R Packages
This page provides a guide for installing packages in R
on Blue Crab. Most users accomplish this with install.packages
, however the rich ecosystem of R
packages requires some additional effort to install on HPC resources.
If you were referred to this site by a member of the MARCC support staff, please read through all of cases below to determine which strategy is best for your software. Correspondence with
should include a complete description of your strategy.
Cases
The following list describes the methods for installing R packages on Blue Crab.
- Software Modules provide R packages directly, as long as you are using our new software modules.
Case 1: Software Modules
Many common packages have been added to our new software modules which are accessible via Lmod and the ml av
command. You can switch to the new modules by using ml stack
, however we recommend that all uses consult the guide when choosing this option.
This option is best for users who need the common packages installed in the ml stack
software modules. We have built these packages to sidestep the typical install.packages
method which is time-consuming and often depletes the free space in your home directories. Therefore, if you can find your software with this method, it will save you time and space.
By way of example, imagine that you wish to install Rcpp
. Typically you would run install.packages('rcpp')
however this requires more than a few minutes of time and creates many extra files. Instead, use the following method.
$ ml stack
$ ml av
$ ml r/3.6.1
$ ml r-rcpp
$ R
> library('rcpp')
This provides the Rcpp
package with minimal effort. We over dozens of additional R packages, all of which are kindly provided by Spack, on our new software modules.
Case 2: Direct installation
The example above, in which we used the Rcpp
package installed on our software modules system, is the best-case scenario because it provides software without a custom installation. If you cannot find your software on ml stack
, then you can install it yourself with R
directly, using install.packages
. Before doing so, please consult the documentation for your target.
Many R packages require additional packages to be already installed on your system. The documentation almost always recommends that you install it yourself using e.g. sudo apt-get install
. Since MARCC provides a shared HPC cluster, this is forbidden, hence you must consult the software modules to find the right packages.
For example, imagine that you require a package which depends on the rJava
package. If you try to install this directly, you will receive an error message that says: “Unable to run a simple JNI program.” To overcome this message, you should consult our modules system with ml av
and load the Java module first. The modules system therefore takes the place of a typical package manager. Your installation procedure would then proceed as follows.
$ ml R/3.6.1
$ ml java
$ R
> install.packages('rJava')
Issue: network security
We encourage all users to start an interactive session with interact
when using this method. This command will start an interactive SLURM job on a compute node. Only the compute nodes can access cran
to download the packages. This problem produces the following error.
Error: Failed to install 'unknown package' from URL:
(converted from warning) Problem closing connection: No space left on device
If you see this error, you must visit a compute node to complete the installation.
Case 3: Extra dependencies required
If you cannot install your software according to the two cases above, you will need to manage your extra dependencies in one of two ways, by either compiling the code from source, or by using Anaconda. Since both of these options require extra work, we strongly recommend checking for your software on our software tree first.
If you are able to compile your supporting packages, then you typically only need to add its path to your environment variables. For the remainder of this section we will explain how to install the pdftools
package in R because it provides a useful example of an R package with extensive software requirements which are not available on our software tree. To overcome this problem, we will instal a completely independent copy of R and the supporting packages. We will follow the method for building Anaconda environments.

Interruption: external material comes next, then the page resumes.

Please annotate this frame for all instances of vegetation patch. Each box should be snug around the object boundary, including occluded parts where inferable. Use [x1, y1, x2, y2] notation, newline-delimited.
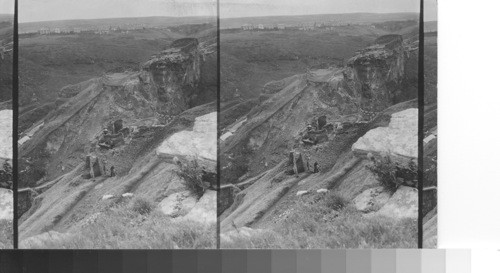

First, find a location on your ~/data
directory to install a new environment. Do not use the Lustre filesystem (~/scratch
and ~/work
) for this. We will use an absolute path to build our software environment. To build the environment we will first create a “requirements” file called reqs.yaml
with the following contents.
dependencies:
- conda-forge::r-pdftools
This file uses the standard YAML
syntax. Once you prepare this file and choose a location, you can build the environment. You may wish to use interact
to build this on a compute node.
$ ml anaconda
$ conda env update --file ./path/to/reqs.yaml -p ./path/to/env
$ conda activate ./path/to/env
$ R
> library('pdftools')
By requesting the r-pdftools
package from [Anaconda cloud], we have also installed an independent R distribution which is entirely separate from the software modules. Whenever you wish to use this environment, you will have to run the following commands.
$ ml anaconda
$ conda activate ./path/to/env
Do not modify your ~/.bashrc
and do not use source activate
to access this environment. Instead you must always use conda activate
along with the absolute path, as well as conda deactivate
to leave the environment. See the guide to Anaconda environments for more details. In short, the file above takes the place of a conda install
command which installs the pdftools
packages from the conda-forge
channel.
You are welcome to continue adding additional packages based on Python, R, or any package available on Anaconda cloud using the method described above. This method improves reproducibility because it allows you to reconstitute your environment on new hardware from your requirements file.